Award provides $50,000 for research projects focused on improving healthy longevity

Oct. 23, 2023

By Megan Hansen

Betty Irene Moore Fellow Kristen Fessele. (c) UC Regents. All rights reserved.Betty Irene Moore Fellow Kristen Fessele received the Catalyst Award from National Academy of Medicine.

Encouraging physical activity in older cancer survivors is a highly personal endeavor for Betty Irene Moore Fellow Kristen Fessele. Witnessing her mother’s struggles after a cancer diagnosis inspired her to change her field of study to focus on helping people experiencing cancer thrive after treatment.

She received a $50,000 Healthy Longevity Catalyst Award this month from the National Academy of Medicine to advance her research on this topic.

Fessele, a 2022 cohort fellow and senior nurse scientist at the Memorial Sloan Kettering Cancer Center, is among the 20 innovators selected nationwide from more than 500 applicants who submitted their projects for consideration. Awardees come from a variety of disciplines, such as science, medicine, health, technology, finance and social sciences. Their projects each address innovative and healthy ways to extend the human lifespan and improve health as people age.

"I am deeply honored to receive this award, and I am eager to augment my fellowship research project with the seed funding from the Catalyst Award to help older adults return to good health more quickly after cancer treatment,” Fessele said.

Helping older adults thrive after cancer treatment

Fessele’s project, “Voice-first, multimodal interface for post-treatment geriatric assessment and tailored digital health promotion education for older adults with cancer,” expands upon the research she is conducting as part of her project with the Betty Irene Moore Fellowship for Nurse Leaders and Innovators. Both research endeavors are centered around crafting a health promotion intervention that is delivered through a voice-activated system to older adults in the initial months following the completion of cancer treatment.
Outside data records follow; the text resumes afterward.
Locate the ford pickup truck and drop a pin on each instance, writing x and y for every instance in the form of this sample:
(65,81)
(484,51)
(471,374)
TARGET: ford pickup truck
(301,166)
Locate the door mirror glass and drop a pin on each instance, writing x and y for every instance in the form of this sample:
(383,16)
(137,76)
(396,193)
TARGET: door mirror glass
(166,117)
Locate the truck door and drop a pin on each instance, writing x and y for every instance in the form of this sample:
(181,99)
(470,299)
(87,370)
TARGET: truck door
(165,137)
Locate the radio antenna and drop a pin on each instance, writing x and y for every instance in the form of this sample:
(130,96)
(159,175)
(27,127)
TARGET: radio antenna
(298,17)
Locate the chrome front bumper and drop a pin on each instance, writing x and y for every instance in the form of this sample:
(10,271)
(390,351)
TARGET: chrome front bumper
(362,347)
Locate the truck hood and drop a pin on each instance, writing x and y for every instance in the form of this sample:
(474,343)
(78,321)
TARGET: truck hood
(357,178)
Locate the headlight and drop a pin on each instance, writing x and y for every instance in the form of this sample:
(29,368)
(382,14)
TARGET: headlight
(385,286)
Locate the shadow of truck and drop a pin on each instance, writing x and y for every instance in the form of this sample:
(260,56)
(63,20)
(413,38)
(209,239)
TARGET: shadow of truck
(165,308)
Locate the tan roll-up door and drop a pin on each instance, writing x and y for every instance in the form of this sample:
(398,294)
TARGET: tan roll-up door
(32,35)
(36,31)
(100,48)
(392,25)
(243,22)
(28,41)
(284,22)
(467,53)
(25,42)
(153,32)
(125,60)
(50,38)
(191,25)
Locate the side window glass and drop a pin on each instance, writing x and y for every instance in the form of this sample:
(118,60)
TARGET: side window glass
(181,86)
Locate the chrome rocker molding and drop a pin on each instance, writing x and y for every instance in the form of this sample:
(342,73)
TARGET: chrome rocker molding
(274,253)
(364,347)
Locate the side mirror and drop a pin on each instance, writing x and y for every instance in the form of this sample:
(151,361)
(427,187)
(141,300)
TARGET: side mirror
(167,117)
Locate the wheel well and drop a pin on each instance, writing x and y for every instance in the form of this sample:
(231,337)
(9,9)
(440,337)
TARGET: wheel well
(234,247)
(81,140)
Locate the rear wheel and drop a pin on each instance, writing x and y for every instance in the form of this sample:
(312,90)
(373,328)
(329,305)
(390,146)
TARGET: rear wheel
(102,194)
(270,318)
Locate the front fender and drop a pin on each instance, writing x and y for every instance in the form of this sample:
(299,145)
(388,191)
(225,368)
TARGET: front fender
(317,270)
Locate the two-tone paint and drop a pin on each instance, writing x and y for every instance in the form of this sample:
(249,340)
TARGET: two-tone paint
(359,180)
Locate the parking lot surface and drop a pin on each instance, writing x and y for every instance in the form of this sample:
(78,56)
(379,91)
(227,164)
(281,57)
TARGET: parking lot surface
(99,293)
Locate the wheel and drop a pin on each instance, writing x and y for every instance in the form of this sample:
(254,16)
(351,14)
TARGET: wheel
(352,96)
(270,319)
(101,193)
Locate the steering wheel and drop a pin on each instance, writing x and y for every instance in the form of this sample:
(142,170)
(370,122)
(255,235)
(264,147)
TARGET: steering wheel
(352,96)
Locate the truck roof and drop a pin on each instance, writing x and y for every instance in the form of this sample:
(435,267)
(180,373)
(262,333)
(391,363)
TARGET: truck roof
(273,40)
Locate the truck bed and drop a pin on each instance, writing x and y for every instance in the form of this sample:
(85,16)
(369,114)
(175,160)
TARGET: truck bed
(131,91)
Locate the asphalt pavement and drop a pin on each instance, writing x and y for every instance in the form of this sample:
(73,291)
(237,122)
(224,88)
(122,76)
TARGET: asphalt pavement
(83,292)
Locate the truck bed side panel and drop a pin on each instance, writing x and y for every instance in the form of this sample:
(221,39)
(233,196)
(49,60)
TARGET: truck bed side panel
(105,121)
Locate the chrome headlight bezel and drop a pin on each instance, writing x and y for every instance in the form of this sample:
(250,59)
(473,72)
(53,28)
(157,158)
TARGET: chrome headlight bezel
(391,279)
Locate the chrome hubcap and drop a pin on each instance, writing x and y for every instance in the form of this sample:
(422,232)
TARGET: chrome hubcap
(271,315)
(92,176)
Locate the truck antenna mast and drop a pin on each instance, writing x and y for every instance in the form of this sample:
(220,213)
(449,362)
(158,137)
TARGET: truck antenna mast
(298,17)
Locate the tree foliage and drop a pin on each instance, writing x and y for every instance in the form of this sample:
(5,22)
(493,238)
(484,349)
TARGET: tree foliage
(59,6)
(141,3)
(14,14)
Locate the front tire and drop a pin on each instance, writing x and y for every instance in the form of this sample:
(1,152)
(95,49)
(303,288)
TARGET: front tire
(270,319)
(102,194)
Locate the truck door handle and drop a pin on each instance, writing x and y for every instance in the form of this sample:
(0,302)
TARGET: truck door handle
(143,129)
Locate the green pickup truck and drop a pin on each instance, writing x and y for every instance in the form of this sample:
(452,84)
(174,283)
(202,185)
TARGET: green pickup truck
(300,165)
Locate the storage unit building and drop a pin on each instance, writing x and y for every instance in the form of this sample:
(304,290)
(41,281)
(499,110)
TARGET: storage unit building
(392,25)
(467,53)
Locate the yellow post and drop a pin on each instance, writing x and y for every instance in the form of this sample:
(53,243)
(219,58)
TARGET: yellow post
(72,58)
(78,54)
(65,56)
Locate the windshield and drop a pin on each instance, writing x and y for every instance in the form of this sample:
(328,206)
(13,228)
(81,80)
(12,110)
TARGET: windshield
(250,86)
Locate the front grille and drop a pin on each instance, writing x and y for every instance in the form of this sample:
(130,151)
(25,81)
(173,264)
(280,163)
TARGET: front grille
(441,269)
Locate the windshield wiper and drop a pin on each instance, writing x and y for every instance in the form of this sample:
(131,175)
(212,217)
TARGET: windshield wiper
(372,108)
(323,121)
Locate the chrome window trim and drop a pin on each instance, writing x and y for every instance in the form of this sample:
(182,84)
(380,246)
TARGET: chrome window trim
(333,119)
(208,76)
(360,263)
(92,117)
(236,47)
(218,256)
“My project aims to develop an intervention to increase physical activity among older adults diagnosed with cancer that can ultimately produce functional and cognitive improvements and delay frailty,” Fessele said. “Everyone deserves to be supported on their cancer recovery journey with tools and information that can help increase wellness and develop resilience.”

Putting convocation lessons into practice

Betty Irene Moore Fellow Kristen Fessele discussed her research project at Convocation 2023. (c) UC Regents. All rights reserved. Kristen Fessele discussed her research project at Convocation 2023 in Sacramento, California. 

It wasn’t until the fellowship’s annual convocation that Fessele was first exposed to human-centered design, a concept she is now passionate about and has incorporated into her fellowship project.

“The generous support from the fellowship has allowed me to collaborate with Dr. Andrea Cuadra, a human-computer interaction specialist at Stanford University, to develop a voice-first frailty assessment and education system we’ll be testing in 2024. We are dedicated to creating inclusive, accessible digital health solutions through human-centered design methods and we have involved older adults throughout the project process.”

Heather M. Young, fellowship national program director, said she is thrilled to see Fessele’s important research recognized with additional funding.

“Innovation in healthy aging is the impetus behind the Catalyst Award. Dr. Fessele’s project is an ideal example of the intersection of health care, technology and innovation to advance the care people receive later on in life as they experience health challenges,” Young said.

Awards are part of a multiyear competition

The Healthy Longevity Catalyst Award is part of the National Academy of Medicine’s Healthy Longevity Global Competition, which provides funding to people worldwide for innovative and bold research that has the potential to dramatically improve health as people age. The multiyear competition consists of three progressive phases during which innovators compete for increasingly larger awards at the Catalyst, Accelerator and Grand Prize levels, with the latter being funding of up to $5 million.

As Fessele makes progress on her research project, she becomes eligible for support in the second phase of the competition – the Accelerator Award. She is also invited to attend the annual virtual Innovator Summit in fall 2024 to share her work with policymakers, researchers, potential investors and fellow innovators from around the world. 

“I am looking forward to sharing my intervention on the global stage and to increasing awareness and funding for this significant issue that is close to my heart,” Fessele said.